Old men crave not only attention but affection, and Johnson did not forget that, instructing aides drafting letters to them for his signature to make the letters “real sweet.” Old men want to feel that the experience which has come with their years is valuable, that their advice is valuable, that they possess a sagacity that could be obtained only through experience—a sagacity that could be of use to young men if only young men would ask. Lyndon Johnson asked. “I want your counsel on something,” he would say to one of the Old Bulls. “I
need
your counsel.” And when the counsel was given—and of course it was given: who could resist so earnest an entreaty?—it was appreciated, with a gratitude rare in its intensity. He would pay another visit to the senator’s office to tell him how he had followed his advice, and how well it had worked. “Thank you for your counsel,” he would say to one senator. “I
needed
that counsel.” “Thank you for giving me just a little of your wisdom,” he would say to another senator. “I just don’t know what I would have done without it.” When one of the Old Bulls, asked for his advice, told Johnson that he didn’t know enough about the matter, Johnson would say, “Oh, I’ll rely on your judgment any time. Your judgment’s always
been
good.” And the earnestness—the outward sincerity—of his words, the obvious depth of his gratitude, made the words words that an old man might treasure.
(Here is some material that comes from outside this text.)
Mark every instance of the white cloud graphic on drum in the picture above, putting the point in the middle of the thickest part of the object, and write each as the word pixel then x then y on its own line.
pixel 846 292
In Senate as college, he proved the adage that no excess was possible. He gave gruff Edwin C. (Big Ed) Johnson of Colorado a nickname: “Mr. Wisdom,” and used it not only orally but in writing; once, when Big Ed was back in Colorado, Lyndon wrote him: “I certainly do miss the able counsel of Mr. Wisdom.” He used it not only in private but in public. “Boy, whenever you’re in trouble, the thing to do is go to Mr. Wisdom,” he would say, in Ed Johnson’s presence, to whoever else happened to be present. And beyond the specific flatteries and sweetnesses was Lyndon Johnson’s overall demeanor with the Old Bulls: a deference, an obsequiousness, a “fawning” and “bootlicking” so profound that more than one Senate staffer likened him to the same Dickens character. “During Lyndon Johnson’s early days in the Senate, he was a real Uriah Heep,” says Paul Douglas’ administrative assistant, Howard Shuman.